The problem is subtle. A Python sequence starts at index
zero. There is some appeal to giving negative indexes a
useful interpretation, on the theory that they were invalid
as subscripts and thus useless otherwise. That theory is
wrong, because negative indexes were already useful, even
though not legal subscripts, and the reinterpretation often
breaks their exiting use. Specifically, negative indexes are
useful in index arithmetic, and as exclusive stopping
bounds.
The problem is fixable. We propose that negative indexes not
be treated as a special case. To index from the far end of a
sequence, we use a syntax that explicitly calls for far-end
indexing.
Rationale
New-style slicing/indexing is designed to fix the problems
described above, yet live happily in Python along-side the
old style. The new syntax leaves the meaning of existing
code unchanged, and is even more Pythonic than current
Python.
Semicolons look a lot like colons, so the new semicolon
syntax follows the rule that things that are similar should
look similar. The semicolon syntax is currently illegal, so
its addition will not break existing code. Python is
historically tied to C, and the semicolon syntax is
evocative of the similar start-stop-step expressions of C's
'for' loop. JPython is tied to Java, which uses a similar
'for' loop syntax.
The '$' character currently has no place in a Python index,
so its new interpretation will not break existing code. We
chose it over other unused symbols because the usage roughly
corresponds to its meaning in the Python library's regular
expression module.
We expect use of the $0, $1, $2 ... syntax to be rare;
nevertheless, it has a Pythonic consistency. Thanks to Paul
Rubin for advocating it over the inferior multiple-$ syntax
that this author initially proposed.
Backwards Compatibility
To avoid braking code, we use new syntax that is currently
illegal. The new syntax more-or-less looks like current
Python, which may help Python programmers adjust.
User-defined classes that implement the sequence protocol
are likely to work, unchanged, with new-style slicing.
'Likely' is not certain; we've found one subtle issue (and
there may be others):
Currently, user-defined classes can implement Python
subscripting and slicing without implementing Python's len()

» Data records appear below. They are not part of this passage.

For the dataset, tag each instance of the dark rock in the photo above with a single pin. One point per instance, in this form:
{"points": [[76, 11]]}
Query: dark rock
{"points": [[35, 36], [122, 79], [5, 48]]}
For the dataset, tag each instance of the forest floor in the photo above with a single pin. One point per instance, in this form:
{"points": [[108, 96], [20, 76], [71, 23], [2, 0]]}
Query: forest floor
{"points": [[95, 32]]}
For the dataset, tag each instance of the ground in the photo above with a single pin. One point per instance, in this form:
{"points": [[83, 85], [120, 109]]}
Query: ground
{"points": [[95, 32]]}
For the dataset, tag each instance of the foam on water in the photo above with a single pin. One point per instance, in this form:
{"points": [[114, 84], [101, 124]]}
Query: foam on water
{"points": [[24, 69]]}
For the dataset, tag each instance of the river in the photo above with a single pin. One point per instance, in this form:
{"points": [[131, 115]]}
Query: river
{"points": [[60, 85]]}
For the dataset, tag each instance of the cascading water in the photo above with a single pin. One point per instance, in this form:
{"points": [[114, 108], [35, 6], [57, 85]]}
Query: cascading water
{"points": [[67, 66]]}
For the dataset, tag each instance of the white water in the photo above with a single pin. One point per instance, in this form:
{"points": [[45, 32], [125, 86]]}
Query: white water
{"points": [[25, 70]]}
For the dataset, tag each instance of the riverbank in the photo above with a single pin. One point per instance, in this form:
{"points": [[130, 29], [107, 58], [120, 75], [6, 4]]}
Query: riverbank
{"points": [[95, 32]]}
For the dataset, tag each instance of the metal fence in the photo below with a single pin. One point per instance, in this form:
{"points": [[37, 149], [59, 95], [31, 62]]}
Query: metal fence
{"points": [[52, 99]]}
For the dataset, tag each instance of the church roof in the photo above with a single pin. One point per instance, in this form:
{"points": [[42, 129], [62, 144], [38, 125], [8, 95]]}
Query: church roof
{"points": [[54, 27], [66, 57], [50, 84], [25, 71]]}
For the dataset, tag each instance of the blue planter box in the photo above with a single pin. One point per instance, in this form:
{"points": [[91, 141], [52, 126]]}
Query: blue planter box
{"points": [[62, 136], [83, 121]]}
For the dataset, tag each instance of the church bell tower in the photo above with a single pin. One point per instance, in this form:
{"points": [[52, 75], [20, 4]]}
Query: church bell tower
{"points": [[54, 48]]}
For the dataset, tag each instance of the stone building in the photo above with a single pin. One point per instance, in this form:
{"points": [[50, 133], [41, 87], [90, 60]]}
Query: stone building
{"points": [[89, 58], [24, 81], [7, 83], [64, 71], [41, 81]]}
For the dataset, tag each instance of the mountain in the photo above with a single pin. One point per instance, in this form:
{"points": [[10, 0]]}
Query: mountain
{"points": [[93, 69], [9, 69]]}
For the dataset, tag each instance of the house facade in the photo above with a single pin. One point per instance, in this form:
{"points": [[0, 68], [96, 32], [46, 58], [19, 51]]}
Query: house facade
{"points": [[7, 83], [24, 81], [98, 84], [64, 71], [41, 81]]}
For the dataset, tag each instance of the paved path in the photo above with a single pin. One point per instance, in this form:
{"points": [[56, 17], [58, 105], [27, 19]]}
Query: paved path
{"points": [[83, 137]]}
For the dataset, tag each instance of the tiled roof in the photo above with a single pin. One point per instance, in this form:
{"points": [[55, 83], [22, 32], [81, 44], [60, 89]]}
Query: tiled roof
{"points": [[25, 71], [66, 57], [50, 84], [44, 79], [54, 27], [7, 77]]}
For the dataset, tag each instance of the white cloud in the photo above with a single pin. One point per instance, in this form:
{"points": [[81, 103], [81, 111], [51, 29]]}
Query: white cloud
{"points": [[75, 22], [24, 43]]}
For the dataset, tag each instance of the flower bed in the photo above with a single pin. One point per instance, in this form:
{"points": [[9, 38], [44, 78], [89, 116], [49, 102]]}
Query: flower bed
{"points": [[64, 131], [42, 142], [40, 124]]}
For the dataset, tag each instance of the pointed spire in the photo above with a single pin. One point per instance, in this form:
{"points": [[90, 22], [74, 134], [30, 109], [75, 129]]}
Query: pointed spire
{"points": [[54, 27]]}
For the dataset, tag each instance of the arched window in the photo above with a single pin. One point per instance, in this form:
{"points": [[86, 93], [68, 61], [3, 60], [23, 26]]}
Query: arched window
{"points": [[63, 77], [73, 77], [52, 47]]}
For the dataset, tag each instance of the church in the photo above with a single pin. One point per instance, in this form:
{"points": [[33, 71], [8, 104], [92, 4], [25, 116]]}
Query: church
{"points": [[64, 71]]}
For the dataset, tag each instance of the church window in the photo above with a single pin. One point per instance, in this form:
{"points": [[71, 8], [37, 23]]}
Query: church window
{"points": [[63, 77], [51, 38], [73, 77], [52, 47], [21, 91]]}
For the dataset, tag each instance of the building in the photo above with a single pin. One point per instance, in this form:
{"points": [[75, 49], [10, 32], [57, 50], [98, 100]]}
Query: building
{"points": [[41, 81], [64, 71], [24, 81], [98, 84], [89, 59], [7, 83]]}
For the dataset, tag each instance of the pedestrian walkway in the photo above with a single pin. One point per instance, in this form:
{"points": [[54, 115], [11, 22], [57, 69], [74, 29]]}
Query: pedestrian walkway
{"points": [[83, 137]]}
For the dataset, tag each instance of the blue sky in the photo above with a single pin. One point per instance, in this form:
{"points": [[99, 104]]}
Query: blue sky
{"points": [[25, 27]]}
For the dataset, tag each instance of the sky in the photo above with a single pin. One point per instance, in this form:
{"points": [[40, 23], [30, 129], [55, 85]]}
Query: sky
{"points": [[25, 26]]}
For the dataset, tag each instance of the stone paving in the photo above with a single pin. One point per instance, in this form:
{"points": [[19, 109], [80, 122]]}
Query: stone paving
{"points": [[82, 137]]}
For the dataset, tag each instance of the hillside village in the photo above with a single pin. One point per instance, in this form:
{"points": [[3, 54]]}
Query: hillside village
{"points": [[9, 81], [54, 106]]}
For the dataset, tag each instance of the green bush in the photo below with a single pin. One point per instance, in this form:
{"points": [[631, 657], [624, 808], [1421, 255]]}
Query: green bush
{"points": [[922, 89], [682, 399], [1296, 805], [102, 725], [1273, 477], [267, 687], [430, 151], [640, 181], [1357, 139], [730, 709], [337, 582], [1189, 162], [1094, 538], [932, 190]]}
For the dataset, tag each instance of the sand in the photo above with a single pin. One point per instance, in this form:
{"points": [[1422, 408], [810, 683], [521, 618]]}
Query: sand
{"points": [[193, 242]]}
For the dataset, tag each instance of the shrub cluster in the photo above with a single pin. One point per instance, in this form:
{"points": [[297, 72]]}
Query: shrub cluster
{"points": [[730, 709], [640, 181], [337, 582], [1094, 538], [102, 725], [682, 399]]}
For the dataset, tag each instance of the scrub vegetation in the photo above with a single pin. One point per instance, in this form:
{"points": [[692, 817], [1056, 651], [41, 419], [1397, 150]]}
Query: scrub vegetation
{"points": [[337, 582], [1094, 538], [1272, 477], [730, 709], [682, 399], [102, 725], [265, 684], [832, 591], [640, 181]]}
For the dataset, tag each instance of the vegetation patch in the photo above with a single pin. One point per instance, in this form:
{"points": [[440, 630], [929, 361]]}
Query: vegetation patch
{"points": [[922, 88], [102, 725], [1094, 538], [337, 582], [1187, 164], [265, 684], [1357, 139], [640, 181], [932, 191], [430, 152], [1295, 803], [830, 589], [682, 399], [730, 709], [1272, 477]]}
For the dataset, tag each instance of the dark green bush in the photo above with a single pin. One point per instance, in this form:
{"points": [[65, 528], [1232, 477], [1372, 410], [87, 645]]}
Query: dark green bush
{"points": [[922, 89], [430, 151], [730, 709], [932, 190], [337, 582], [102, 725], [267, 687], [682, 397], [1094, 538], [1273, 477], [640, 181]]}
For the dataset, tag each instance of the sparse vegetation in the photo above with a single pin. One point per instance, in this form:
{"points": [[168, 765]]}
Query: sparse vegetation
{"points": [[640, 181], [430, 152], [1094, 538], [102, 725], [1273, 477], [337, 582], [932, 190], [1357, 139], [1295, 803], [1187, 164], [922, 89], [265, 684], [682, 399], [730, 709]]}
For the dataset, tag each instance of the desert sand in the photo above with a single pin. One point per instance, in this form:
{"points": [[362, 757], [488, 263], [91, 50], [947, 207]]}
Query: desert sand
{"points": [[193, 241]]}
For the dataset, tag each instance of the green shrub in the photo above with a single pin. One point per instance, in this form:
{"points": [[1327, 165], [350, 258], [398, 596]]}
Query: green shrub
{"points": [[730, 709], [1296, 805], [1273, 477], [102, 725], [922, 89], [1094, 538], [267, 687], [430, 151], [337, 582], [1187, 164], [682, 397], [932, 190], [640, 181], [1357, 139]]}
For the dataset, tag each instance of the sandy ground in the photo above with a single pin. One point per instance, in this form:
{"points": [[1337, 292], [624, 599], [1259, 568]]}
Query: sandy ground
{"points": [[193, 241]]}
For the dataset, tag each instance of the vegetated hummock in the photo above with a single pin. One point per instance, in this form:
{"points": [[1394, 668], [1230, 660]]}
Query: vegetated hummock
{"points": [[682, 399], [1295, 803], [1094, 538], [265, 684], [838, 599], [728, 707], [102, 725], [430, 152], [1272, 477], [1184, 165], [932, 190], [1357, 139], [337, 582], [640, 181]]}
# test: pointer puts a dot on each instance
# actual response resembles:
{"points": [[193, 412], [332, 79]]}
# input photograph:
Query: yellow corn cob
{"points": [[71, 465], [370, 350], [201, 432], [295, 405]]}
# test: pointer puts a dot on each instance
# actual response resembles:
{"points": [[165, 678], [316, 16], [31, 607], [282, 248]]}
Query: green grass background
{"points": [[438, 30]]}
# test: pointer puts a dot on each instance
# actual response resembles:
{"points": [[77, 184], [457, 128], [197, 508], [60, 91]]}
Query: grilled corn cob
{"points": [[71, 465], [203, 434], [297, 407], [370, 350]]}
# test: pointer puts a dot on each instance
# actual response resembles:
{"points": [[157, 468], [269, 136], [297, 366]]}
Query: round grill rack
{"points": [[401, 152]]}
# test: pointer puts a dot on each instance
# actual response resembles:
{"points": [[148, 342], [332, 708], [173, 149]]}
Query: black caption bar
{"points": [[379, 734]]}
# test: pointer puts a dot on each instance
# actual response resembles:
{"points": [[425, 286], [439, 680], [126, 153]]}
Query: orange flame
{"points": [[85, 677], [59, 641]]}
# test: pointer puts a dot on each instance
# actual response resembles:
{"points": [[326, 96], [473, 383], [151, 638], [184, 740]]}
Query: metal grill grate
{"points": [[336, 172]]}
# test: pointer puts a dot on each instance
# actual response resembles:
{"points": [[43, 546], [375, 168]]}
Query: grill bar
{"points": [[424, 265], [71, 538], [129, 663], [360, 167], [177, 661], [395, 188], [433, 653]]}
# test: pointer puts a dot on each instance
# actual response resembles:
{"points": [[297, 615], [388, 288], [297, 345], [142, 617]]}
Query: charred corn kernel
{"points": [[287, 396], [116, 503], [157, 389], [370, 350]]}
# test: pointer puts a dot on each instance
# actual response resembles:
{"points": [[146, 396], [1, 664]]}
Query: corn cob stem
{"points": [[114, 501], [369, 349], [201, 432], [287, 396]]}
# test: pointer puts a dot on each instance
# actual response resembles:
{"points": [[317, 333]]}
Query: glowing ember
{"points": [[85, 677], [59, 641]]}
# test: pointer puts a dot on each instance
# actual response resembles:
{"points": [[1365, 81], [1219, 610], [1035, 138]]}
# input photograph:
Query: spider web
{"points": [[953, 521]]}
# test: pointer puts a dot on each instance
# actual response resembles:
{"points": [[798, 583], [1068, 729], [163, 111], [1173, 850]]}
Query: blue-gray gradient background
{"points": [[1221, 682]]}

function. In our proposal, the '$' symbol stands for the
sequence's length, so classes must be able to report their
length in order for $ to work within their slices and
indexes.
Specifically, to support new-style slicing, a class that
accepts index or slice arguments to any of:
__getitem__
__setitem__
__delitem__
__getslice__
__setslice__
__delslice__
must also consistently implement:
__len__
Sane programmers already follow this rule.
Copyright:
This document has been placed in the public domain.